Como gosto de comida! Me alimentei tão mal a minha vida toda e isso me proporcionava o mais insólito dos prazeres. Onde havia alguém se alimentando corretamente, eu me aproximava e sentava ao lado. Queria que a pessoa ficasse incomodada com a minha presença. Eu era um despertador de reações sorumbáticas. Eu queria chocá-la, vê-la siderada pelos meus maus hábitos.
“Isto! Este sou eu! E sou contra tudo aquilo em que você acredita. Estou aqui como a prova cabal de que o mundo não pertence a vocês. A ditadura da saúde não vai prevalecer. Ainda somos maioria e não seremos derrotados. Eu não permitirei! Nunca! Nunca! Veja! Olhe o tamanho dele, quanta gordura! Pedi que a atendente colocasse mais 200 gramas de bacon e 200 gramas de queijo cheddar. Quanto mais industrializado, melhor! Exigi o triplo de gordura trans! Observe! Observe o óleo escorrendo pelas rebarbas do meu lanche. Tem tanto óleo que poderemos fritar batata dentro da minha boca depois que eu comê-lo. Você aceita?”, sugeri, exibindo meus dentes saburrentos e caramelizados pelos churros que comi antes como aperitivo. Chocada, a moça ao meu lado na praça de alimentação levantou-se e foi embora sem dizer palavra.
Atividades físicas? Eu as desprezei desde o primeiro dia que as vi! Em qualquer lugar por onde eu passasse, se alguém me convidasse para me exercitar, eu não pensava duas vezes antes de mandar às favas. Que desaforo! Para os diabos com essa baboseira! Viverei e morrerei como quiser! Para que ficar em pé, caminhar ou correr? Odeio tudo isso com todas as minhas forças! Não acredito nem mesmo que fomos feitos para andar! De quem foi essa ideia? Tomara que o morfético tenha morrido brutalmente!
Pensando em bípedes e quadrúpedes, como eu adorava carne! Comia mais de 15 quilos por semana, até que contraí aterosclerose. Beleza! O que está feito está feito. Só que não há como negar que foi uma das melhores fases da minha vida. Quando eu andava pelo centro da cidade, as pessoas achavam que estavam próximas de um açougue ou matadouro.
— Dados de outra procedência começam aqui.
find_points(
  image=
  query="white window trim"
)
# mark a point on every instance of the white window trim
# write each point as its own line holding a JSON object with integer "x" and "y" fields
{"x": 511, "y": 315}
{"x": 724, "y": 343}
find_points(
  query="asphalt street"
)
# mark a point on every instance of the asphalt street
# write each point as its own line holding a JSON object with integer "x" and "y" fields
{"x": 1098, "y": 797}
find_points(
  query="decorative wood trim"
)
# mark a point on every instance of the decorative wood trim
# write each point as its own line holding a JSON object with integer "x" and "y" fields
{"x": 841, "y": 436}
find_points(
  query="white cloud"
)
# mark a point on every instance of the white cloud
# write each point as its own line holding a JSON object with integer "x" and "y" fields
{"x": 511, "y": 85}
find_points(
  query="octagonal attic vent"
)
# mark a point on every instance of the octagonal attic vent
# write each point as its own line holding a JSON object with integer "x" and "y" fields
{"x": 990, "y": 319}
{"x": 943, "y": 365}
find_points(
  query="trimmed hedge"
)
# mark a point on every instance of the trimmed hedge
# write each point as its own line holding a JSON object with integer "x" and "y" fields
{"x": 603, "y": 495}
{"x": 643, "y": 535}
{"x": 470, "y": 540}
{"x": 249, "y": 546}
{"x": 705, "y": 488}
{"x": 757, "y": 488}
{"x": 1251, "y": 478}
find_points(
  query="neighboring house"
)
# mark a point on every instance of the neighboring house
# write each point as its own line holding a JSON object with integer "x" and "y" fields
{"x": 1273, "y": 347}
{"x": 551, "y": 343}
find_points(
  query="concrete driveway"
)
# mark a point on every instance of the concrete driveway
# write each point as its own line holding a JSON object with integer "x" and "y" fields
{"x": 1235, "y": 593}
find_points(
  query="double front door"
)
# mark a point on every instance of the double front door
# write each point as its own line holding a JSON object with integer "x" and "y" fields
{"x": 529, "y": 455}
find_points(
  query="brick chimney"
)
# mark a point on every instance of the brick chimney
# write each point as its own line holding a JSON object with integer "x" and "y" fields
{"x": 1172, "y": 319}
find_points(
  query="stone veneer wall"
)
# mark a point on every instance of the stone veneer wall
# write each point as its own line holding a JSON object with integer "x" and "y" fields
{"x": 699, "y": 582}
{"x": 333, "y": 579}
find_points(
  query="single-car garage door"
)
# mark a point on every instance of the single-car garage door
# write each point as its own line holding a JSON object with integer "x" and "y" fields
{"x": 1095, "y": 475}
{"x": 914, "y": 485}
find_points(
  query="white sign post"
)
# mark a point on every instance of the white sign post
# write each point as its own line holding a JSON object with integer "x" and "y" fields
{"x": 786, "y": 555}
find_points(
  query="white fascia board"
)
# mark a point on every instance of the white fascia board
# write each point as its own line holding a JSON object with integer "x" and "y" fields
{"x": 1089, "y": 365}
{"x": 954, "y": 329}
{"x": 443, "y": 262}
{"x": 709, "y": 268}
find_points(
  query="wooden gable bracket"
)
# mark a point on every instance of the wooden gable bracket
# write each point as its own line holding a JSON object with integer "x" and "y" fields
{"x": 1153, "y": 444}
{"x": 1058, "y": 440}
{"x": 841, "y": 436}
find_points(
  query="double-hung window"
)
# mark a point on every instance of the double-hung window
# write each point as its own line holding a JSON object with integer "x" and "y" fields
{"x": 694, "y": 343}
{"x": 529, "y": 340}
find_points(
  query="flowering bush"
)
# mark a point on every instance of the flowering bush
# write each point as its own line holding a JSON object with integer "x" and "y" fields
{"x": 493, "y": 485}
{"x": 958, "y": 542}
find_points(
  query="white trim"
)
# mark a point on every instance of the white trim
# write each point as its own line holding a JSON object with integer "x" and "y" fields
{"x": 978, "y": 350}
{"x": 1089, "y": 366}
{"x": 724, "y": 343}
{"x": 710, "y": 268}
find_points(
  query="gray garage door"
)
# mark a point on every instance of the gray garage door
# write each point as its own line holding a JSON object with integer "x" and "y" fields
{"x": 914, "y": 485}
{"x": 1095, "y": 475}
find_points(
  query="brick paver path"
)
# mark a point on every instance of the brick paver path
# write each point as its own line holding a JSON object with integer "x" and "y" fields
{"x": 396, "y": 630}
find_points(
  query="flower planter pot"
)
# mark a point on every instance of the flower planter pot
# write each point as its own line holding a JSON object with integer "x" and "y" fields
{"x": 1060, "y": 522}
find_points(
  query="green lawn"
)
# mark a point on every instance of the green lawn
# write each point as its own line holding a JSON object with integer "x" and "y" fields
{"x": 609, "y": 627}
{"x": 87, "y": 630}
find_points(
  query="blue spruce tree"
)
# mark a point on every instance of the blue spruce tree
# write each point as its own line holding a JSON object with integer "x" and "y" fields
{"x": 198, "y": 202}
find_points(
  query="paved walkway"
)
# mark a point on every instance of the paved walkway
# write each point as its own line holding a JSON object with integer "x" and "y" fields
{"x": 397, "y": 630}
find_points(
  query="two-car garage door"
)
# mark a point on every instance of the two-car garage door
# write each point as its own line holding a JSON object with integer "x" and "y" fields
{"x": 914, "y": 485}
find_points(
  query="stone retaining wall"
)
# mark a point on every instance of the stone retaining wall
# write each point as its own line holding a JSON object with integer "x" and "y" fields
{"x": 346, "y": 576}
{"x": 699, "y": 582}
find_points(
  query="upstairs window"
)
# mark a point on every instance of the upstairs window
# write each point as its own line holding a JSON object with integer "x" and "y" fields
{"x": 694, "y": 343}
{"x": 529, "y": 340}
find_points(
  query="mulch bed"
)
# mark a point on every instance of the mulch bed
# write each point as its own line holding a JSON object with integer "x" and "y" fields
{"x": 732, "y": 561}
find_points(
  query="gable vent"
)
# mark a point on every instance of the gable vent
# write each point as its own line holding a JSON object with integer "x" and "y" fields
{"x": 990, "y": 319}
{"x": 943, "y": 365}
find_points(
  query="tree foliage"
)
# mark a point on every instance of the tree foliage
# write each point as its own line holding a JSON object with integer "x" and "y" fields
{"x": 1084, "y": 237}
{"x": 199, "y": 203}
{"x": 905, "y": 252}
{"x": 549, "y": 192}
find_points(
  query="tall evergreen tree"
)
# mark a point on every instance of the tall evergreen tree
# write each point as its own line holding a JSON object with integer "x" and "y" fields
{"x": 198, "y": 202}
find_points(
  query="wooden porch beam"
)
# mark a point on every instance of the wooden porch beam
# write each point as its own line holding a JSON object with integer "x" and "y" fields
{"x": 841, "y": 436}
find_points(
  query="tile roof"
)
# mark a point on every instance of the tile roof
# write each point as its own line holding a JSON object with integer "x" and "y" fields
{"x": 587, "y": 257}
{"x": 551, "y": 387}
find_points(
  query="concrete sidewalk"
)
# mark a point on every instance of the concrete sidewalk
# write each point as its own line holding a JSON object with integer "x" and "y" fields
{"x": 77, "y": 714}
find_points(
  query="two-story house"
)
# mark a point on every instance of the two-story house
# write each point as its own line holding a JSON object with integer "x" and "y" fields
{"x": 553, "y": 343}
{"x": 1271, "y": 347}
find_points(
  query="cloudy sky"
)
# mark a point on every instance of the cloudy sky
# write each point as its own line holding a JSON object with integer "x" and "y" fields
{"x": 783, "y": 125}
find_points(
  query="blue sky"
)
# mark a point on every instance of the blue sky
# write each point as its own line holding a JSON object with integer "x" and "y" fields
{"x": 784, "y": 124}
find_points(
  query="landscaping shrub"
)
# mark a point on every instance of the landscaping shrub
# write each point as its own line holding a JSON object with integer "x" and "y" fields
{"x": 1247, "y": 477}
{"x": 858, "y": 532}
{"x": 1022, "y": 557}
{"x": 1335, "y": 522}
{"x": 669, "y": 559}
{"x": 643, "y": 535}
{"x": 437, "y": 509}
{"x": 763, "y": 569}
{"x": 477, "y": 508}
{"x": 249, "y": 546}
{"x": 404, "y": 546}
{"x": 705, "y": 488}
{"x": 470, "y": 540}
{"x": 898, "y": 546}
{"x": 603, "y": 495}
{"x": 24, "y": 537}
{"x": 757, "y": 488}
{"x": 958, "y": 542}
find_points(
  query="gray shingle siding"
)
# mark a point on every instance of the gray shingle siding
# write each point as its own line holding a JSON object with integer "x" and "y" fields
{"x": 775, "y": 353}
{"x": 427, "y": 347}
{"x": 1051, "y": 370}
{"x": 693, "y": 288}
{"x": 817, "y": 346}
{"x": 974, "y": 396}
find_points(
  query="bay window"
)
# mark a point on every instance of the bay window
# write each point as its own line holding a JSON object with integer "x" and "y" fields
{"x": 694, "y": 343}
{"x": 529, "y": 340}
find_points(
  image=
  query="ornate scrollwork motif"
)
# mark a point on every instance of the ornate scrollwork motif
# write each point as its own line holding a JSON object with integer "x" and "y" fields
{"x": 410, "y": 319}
Não! Não havia nada do tipo por perto. Era a fragrância natural exalada pelo meu corpo. “Que cheiro de carne crua, de onde vem isso?”, “Nossa! Que fedor de vaca morta!”, “Acho que tem um açougue novo por perto”, ouvia.
As bebedeiras constantes também marcaram a minha vida. Claro! Eu dizia que era um socialzinho. Haha! Bobo de quem acreditasse. O que eu bebia três vezes por semana era o que muitos não consumiam em um mês. Eu precisava ser bom no que fazia. Por isso descobri um método eficaz para ampliar a minha tolerância ao álcool. Claro que não vou dizer qual é! Sim! Fui bem longe, tão longe que meu fígado não teve condições de me acompanhar. Hoje vivemos em lugares separados.
Agora me veio à mente as lembranças da minha transformação. Parei de andar tem alguns meses, logo que meu corpo assumiu o controle da minha vida. Se manifestava sobre onde queria ir e quando. Tão caprichoso, genioso! Caso não gostasse da ideia, ele travava como um brinquedo com pilha gasta. Será que é vingativo? Pois é! Como pode ser tão odioso? Na semana passada, permitiu pela última vez que eu movimentasse a perna direita e o braço esquerdo.
Continuo observando o forro, atento a duas lagartixas que se alimentam de um besouro. Apoiado sobre a janela aberta, o gato endiabrado do vizinho, com as orelhas mirando a lua cheia, lambe as próprias patas e as observa. Me recordo do Escaravelho do Diabo, tão valioso e tão inútil, assim como é a vida para tanta gente. Me sinto cansado, alheio ao meu corpo. Meus olhos se fecham e reconheço que não sou mais humano, somente presa de quem fui predador. “Que o teu corpo não seja a primeira cova do teu esqueleto”, escreveu Jean Giraudoux no livro Notes Et Maximes, Le Sport, de 1928.